The Bridgeport, Conn., resident goes on as many as eight vacations per year, even taking red-eye flights and showing up at her Midtown office not long after she steps off the plane so she doesn’t waste a single second of vacation time. Desir appreciates her job, mind you, since “it allows me to afford doing the things that I like,” she says.

Workplace experts agree that in most cases, taking time off doesn’t translate to slower career growth or added pressure.

“The workload will be there whether you go on vacation, or not,” Vanderkam says.

The same is true for office politics. Vanderkam says that most of us are at least a little less important to our jobs than we think we are, and that time away from work is more valuable than we think it is.

Statistics offered by Project: Time Off bear the latter conclusion out. It found that more than half of the workers who used all of their vacation reported receiving a promotion in the last two years compared with 44 percent among Americans who use some, or none.
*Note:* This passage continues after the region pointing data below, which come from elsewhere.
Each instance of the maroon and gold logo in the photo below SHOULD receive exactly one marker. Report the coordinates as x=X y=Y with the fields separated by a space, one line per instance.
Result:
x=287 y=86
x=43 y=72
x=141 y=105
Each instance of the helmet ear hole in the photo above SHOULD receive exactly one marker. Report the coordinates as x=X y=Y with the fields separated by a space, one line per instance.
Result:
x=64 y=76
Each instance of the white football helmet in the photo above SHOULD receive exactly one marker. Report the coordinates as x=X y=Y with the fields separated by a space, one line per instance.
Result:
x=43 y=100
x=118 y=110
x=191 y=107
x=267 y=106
However, not everyone likes to vacation. Laurel Touby, who sold her startup MediaBistro for $23 million and now runs Flatiron-based private-equity and venture capital firm Supernode Ventures, set up a standing desk, a treadmill and a remote keyboard at the country house she and her husband stayed in on Shelter Island.

“I couldn’t unplug,” she says, explaining that New York is highly competitive and she didn’t want to miss out on the next great investment opportunity. This while her husband relaxed, read books and rode his bicycle. This led to some disharmony. “I [eventually] had to give in and go to the beach,” she says.
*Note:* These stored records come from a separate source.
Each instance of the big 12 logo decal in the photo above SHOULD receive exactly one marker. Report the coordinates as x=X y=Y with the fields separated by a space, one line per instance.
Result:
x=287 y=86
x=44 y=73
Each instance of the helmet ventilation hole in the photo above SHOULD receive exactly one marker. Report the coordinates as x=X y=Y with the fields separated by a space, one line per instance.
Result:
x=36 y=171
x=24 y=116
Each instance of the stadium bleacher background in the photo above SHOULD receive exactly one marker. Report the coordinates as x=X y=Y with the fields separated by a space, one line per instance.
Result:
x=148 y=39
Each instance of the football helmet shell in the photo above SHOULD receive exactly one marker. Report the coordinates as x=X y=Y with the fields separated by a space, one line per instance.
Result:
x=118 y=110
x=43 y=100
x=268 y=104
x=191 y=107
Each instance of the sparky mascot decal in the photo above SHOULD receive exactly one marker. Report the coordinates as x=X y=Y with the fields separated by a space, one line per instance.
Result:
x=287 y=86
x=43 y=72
However, one conclusion that you may arrive at while on vacation is that you really don’t like your job. “Most full-time jobs keep you busy enough that these kinds of ideas don’t have time to come up,” says Vanderkam.

What to do if this happens to you? Pay attention, say the experts. “While nobody loves their job 100 percent of the time, if you are grumpy about yours more than 40 percent of the time, that might be worth exploring,” she says.

But before you do anything, make sure that you are doing a great job right now, says Deosingh: “That will put you in a good position to explore alternatives.”